Despite the popular phrase, “The Alamo” is forgettable.

Directed by John Lee Hancock, the film begins with Sam Houston (Dennis Quaid), surrounded by men with mutton chops, drinking whiskey and toasting, “To Texas!” In a matter of minutes, Davy Crockett (the truly inspiring Billy Bob Thornton) and Jim Bowie (the creepy Jason Patric), of Bowie Knife fame, are all slugging back drinks and burying their internal pain over dead wives and personal identities.

It’s a testament to Thornton that he can pull off lines like, “I’m just Davy from Tennessee, not the man in the coonskin cap played on the stage.”

So Bowie, Crockett and an uptight young Lt. Col. named Travis (Patrick Wilson) arrive at the Alamo and marvel at the former Catholic mission’s statue of St. Francis of Assisi, whom we are told had the gifts of prophecy and inspiration.

This is where the film could have dipped its toe into the actual truths and ironies of warfare or even – dare a non-documentary film do so – draw parallels to the war the United State is in now. But this is a film directed by the same guy who did “The Rookie.”

In the Hollywood vein of pleasing us Midwestern folk, who only see films that reassure us what we believe is right, the film attempts to tell the story of seemingly everyone who stepped foot near the Alamo.

Bowie, played with a surly intensity and a husky Don Corleone-by-way-of-Dallas accent, holds the pain deep inside for the sake of the Alamo, only to get typhoid fever at the start of the battle. Bowie’s dead wife and his indentured servant get a subplot. Patric is such a creep he makes Thornton look wholesome.

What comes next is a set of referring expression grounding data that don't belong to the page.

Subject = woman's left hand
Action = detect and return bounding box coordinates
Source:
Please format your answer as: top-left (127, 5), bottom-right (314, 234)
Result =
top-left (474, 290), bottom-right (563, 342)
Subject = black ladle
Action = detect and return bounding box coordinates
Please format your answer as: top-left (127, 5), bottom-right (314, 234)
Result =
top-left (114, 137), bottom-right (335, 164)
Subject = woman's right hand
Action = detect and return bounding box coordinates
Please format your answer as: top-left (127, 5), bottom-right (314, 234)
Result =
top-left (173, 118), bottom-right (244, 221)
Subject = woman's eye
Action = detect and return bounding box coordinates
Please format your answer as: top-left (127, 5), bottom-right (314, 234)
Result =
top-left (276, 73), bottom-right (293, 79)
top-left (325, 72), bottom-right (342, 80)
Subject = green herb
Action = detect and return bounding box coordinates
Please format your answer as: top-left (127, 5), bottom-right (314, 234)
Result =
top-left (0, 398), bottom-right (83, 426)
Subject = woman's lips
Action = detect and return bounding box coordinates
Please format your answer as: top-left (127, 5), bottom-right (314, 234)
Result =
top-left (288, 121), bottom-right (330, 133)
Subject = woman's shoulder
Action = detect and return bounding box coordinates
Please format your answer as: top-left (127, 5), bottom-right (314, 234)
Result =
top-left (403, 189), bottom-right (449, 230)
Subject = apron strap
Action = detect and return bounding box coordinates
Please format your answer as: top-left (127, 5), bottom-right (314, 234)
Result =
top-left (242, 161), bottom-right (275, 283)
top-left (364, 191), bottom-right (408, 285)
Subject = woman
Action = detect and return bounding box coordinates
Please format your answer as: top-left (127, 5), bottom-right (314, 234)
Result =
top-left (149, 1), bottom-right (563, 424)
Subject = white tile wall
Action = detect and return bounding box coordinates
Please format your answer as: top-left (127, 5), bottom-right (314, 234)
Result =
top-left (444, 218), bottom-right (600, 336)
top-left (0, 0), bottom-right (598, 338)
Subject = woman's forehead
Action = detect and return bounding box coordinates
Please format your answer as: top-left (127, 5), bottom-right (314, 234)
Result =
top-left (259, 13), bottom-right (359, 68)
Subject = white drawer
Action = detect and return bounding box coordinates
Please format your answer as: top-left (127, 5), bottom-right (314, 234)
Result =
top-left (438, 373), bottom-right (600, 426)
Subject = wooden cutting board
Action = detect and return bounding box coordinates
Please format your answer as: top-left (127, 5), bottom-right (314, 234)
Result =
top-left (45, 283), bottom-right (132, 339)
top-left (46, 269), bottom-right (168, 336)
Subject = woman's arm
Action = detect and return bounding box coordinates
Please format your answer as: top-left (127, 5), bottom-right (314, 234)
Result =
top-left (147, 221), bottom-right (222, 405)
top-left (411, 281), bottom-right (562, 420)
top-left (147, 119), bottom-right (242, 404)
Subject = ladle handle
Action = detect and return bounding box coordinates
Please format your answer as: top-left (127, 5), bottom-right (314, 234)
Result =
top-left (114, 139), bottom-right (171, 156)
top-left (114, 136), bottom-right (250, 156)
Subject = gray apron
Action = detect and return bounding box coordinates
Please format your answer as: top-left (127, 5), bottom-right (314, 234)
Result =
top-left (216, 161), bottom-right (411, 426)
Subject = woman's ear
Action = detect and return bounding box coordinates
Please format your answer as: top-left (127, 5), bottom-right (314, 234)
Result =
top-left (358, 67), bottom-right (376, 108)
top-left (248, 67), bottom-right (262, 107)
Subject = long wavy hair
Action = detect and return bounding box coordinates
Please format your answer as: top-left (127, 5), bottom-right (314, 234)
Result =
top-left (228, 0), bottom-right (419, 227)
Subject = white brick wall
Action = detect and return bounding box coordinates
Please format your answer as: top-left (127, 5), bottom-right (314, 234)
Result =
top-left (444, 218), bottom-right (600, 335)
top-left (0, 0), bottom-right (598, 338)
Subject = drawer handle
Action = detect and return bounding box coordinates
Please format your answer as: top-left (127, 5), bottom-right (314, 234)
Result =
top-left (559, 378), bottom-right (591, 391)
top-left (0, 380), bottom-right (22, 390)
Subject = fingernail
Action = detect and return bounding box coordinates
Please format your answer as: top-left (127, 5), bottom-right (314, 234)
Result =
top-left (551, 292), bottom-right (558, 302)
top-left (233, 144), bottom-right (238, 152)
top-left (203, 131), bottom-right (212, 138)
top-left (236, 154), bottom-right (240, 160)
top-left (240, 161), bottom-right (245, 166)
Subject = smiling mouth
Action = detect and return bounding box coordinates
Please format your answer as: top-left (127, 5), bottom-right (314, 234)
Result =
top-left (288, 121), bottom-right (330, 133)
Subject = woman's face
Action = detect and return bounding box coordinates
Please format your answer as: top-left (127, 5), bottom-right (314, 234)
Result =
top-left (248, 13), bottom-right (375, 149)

Thornton gives his character believable humility and self-knowledge. He is the true leader in the film and doesn’t have to resort to Houston’s vacant cheerleading and smirky fearmongering. Crockett rallies the troops, reveals his fears, shoots the gold shoulder pad right off the evil General Santa Ana, looks deep into the eyes of a dying enemy soldier and plays the violin.

Quaid as Houston is a leader who knows better than everyone else and spouts iconic phrases worthy of history books as if he’d just heard them in the tavern.

“As goes the Alamo, so goes Texas,” Houston shouts to men unsure whether to support sending troops to the fort. The movie showed us one relevant thing: Don’t mess with Texas.